The rise in crypto frauds may have chilled the minds of dozens of global enthusiasts hoping to shine in the promising digital currency space. But is this going to be a permanent concern? Or is there a way to safely navigate the market without becoming a sitting duck for scammers?
Although the threats are real and participants are unlikely to escape an attack, especially those involving high security vulnerabilities, some frauds could be avoided by taking basic precautions.
Experts believe that simple safety measures could go a long way in avoiding the risks.
Why is the threat real?
London-based blockchain analytics firm Elliptic estimated that the DeFi-based NFT industry lost $12 billion in frauds, which include price manipulation, money laundering, etc., in 2021.
In many cases, hackers used a bug or flaws in the DeFi protocol to steal crypto assets, said the Elliptic study titled “NFT Report 2022”, published on August 26.
In an August 4 tweet, the Solana blockchain revealed that a “malicious actor” was responsible for the massive thefts from its wallets. The tweet read, “An exploit allowed a malicious actor to drain funds” from thousands of Solana wallets, including the Slope and Phantom wallets. This affected 7,767 wallets.
Commenting on crypto frauds, Vijay Pravin Maharajan, Founder and CEO of bitsCrunch, a German blockchain analytics company, said that the responsibility to protect NFT wallets lies with the users (buyers and sellers). However, some aspects of responsibility also lie with the market.
Here are five things to keep in mind in the crypto market:
Use a secure wallet: Maharajan advised people to opt for a non-custodial wallet to store funds or to access products.
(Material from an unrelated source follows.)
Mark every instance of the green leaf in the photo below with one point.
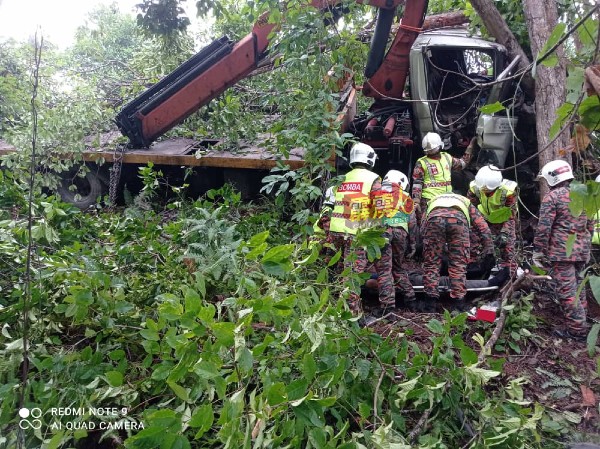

A non-custodial wallet allows you to maintain control of your credentials and assets instead of handing over this responsibility to a third party.
But you can use a custodial wallet if the service provider is a reputable organization. However, he warned that custodial wallets could be hacked more easily than non-custodial wallets.
Unlike custodial wallets, non-custodial wallets do not store private keys, which are unique characters that determine your ownership of assets, including NFTs. Binance, BitMex, and Coinbase are some examples of custodial wallets. Noncustodial wallets include Electrum, Exodus, and Ledger Nano X.
Do not store sensitive data online: Maharajan advised people to keep a digital copy of crucial data to prevent it from falling into the wrong hands. He instructed them to save login credentials and other critical details in a physical space that only they could access.
Be vigilant about wallet activity: Keep track of your wallet and the blockchain activity of the respective NFT developer. “While these strategies can serve as a safety net, the fact remains that blockchain users need to be constantly vigilant about their assets and accounts,” Maharajan added.
Check audited smart contracts: Elliptic researchers advised people to check whether DeFi protocols audited smart contracts. Indeed, hackers usually exploit a DeFi NFT protocol by finding vulnerabilities in the smart contract. Therefore, it is also worth checking whether the smart contract audit vulnerabilities have been fixed.
Look for suspicious developers: You should check if a DeFi protocol has been developed by an anonymous developer without proven technical capabilities. If you can’t find conclusive evidence, then stay away from this protocol. You should also watch out for centralized DeFi projects, which only have a few private keys from the developers, as they might pull off a mat scam.
Developer operational readiness: Sometimes hackers can expose faulty smart contract code, but you need to check if the DeFi protocol fixed the problem. Elliptic researchers also advised people to check whether the NFT developer shows an overall level of operational security in their public discussions. This will help you determine if they may be the target of social engineering attacks.